We are pleased to welcome back Miranda Butler from her year as a Judicial Assistant to Lord Kerr JSC. Miranda has written about her experience at the Supreme Court below.
If you wish to instruct Miranda please contact the clerks on 0207 415 7800.
‘Black spider’ letters, terrorists and the benefit cap all featured during my time as the Judicial Assistant to Lord Kerr JSC at the Supreme Court. The Court recruits annually for seven Judicial Assistants, all of whom have to be qualified lawyers, to work closely with either one or two of the Supreme Court Justices (the most senior four Justices are allotted a single Judicial Assistant while the more junior members of the Court are obliged to share). Judicial Assistants work closely with their appointed Justice; sitting with them in court, doing legal research, helping with applications for permission to appeal and writing extra-judicial speeches. Above all, the Judicial Assistant’s role is to be a legally-trained sounding board, discussing cases and points of law with the judges and helping them formulate their judgments.
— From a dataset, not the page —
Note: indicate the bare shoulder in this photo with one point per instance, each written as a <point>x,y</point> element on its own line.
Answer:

I was allocated to Lord Kerr, the sole Justice from Northern Ireland. Lord Kerr called to the Bar in Northern Ireland, where he took silk at the astonishingly young age of 35 and went on to the Lord Chief Justice before being appointed to the House of Lords. He is famous for his frequent dissents and my year with him was no exception. Amongst others, he dissented on R (Carlile) v Secretary of State for the Foreign and Commonwealth Office, arguing that the exclusion of a dissident Iranian politician invited to speak to Parliamentarians was unlawful and in Behgal v DPP that the power under Schedule 7 of the Terrorism Act to stop, question and detain individuals at ports and borders was not lawful on the basis of its potential for arbitrary or discriminatory use. He stirred up great debate in the legal world by holding in his dissenting judgment on the benefit cap in R (SG) v Secretary of State for Work and Pensions that unincorporated human rights treaties should have direct effect in law. However, he was firmly in the majority on R (Evans) v Attorney General in ordering the disclosure of Prince Charles’ letters to the government. Despite being ferociously intelligent and hardworking, Lord Kerr was always extremely kind and easy to approach, even in disagreement. It was a real pleasure as well as a great privilege to work with him.
The Judicial Assistant Scheme is a unique opportunity for young lawyers to be exposed to some of the brightest minds and most interesting cases in the legal profession today. As well as being a fantastic professional opportunity, it is a very enjoyable year and I have come out of it with seven firm friends. Applications usually open in February and I would highly recommend anyone who is interested to apply.